Eigentlich muss man sich diese Zeilen hier einmal von einem schwarzen Rahmen umfangen vorstellen, um damit auch den rechten Pietätsraum zu haben, denn schließlich wurde am Montag im HAU das Ableben von Pop verkündet. Überbringer der traurigen Botschaft war Diedrich Diederichsen, der in seinem Vortrag zum theoretisch gut unterfütterten Schluss kam, dass da nichts mehr zu machen ist mit dem siechen Patienten. Jedenfalls nicht mit dem Pop im emphatischen Sinne, der immer wieder den jungen Menschen auf ihrem Weg in die Gesellschaft half, die richtige Renitenz zu finden, massenhaft, am Erleben von Popmusik.
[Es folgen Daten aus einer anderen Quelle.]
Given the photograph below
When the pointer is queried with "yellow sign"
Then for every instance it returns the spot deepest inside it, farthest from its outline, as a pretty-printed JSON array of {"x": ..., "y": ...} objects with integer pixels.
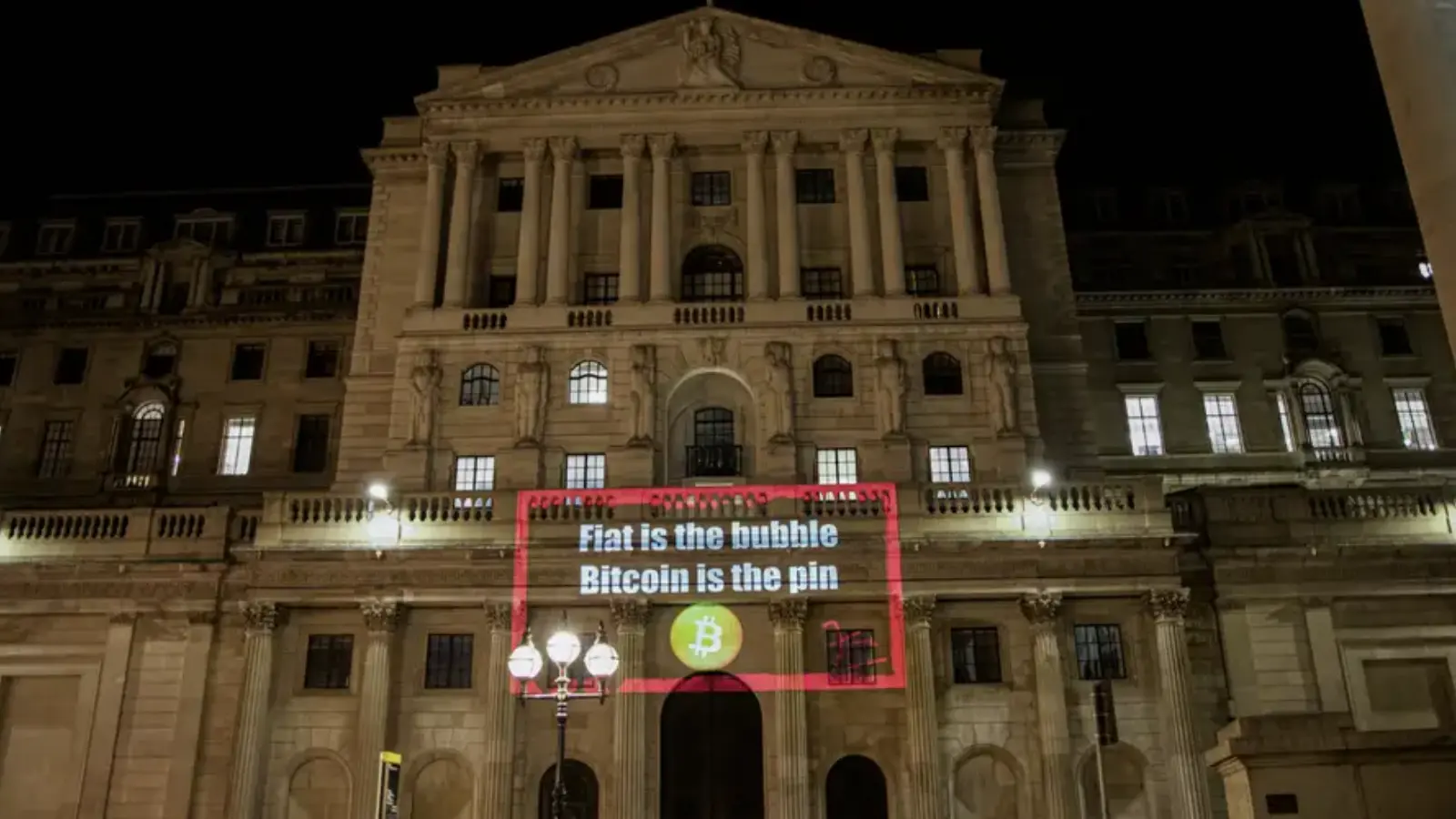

Damit, so Diederichsen, ist es vorbei, andere Kulturtechniken mögen diese Funktion von Pop beerben. Und nur aus reiner Gewohnheit heraus bleibt der Pop selbst einfach weiter da, als Klassizismus zum Beispiel, mit dem stilistische Sonderformen aus dem gut gefüllten Pop-Archiv recycelt oder in handwerklicher Präzision nachgearbeitet werden können, ohne darüber allerdings irgendwelche geschichtlichen Bezüge zu formulieren. Leere Posen. Auch in den kuscheligen Nischen des Indierocks lässt sich Pop noch nicht niederzwingen, und diese Musik von „angenehmen bürgerlichen Subjekten“ (Diederichsen) ist natürlich auch diese Woche in den einschlägigen kuscheligen Nischen zu haben, beispielsweise mit dem wuchtigen Existentialistenrock vom Projekt Transmit (mehr zu dem neuen Outfit von Tony Buck bei den Berliner Platten) am Sonntag im Live at Dot. Und was ganz Ruhiges, kommenden Freitag (der der Karfreitag ist) im Lido mit Alela Diane, bei deren aktuellem Album „To be still“ mancher schon was von Ausverkauf murrt, nur weil jetzt zum Zupfen an der Akustischen noch ein paar Geigenseufzer und ein bisserl Perkussion dazugekommen sind. Deswegen aber sind in diesen wirklich behutsamen Arrangements noch lange nicht die bezaubernden Momente zu überhören, wenn die Stimme der 25-jährigen Sängerin aus Portland in so eine Art Jodel kippt. In ihren Liedern, die kein Weird-, kein Anti- oder Sonstwas-Folk sind, sondern einfach die alte Holzklasse, aus der als Seitenarm von Pop mit einem doch eigenen Verständnis von Tradition seit den Sechzigern die schönsten Singer-Songwriter-Hütten gezimmert werden. Kann man als Rückzugsort vor allen Anfechtungen der Moderne hören oder einfach als die schön gearbeiteten Lieder, die sie nun mal sind. Weil man dafür auch die nötige Ruhe braucht, ist das Konzert von Alela Diane im Lido bestuhlt.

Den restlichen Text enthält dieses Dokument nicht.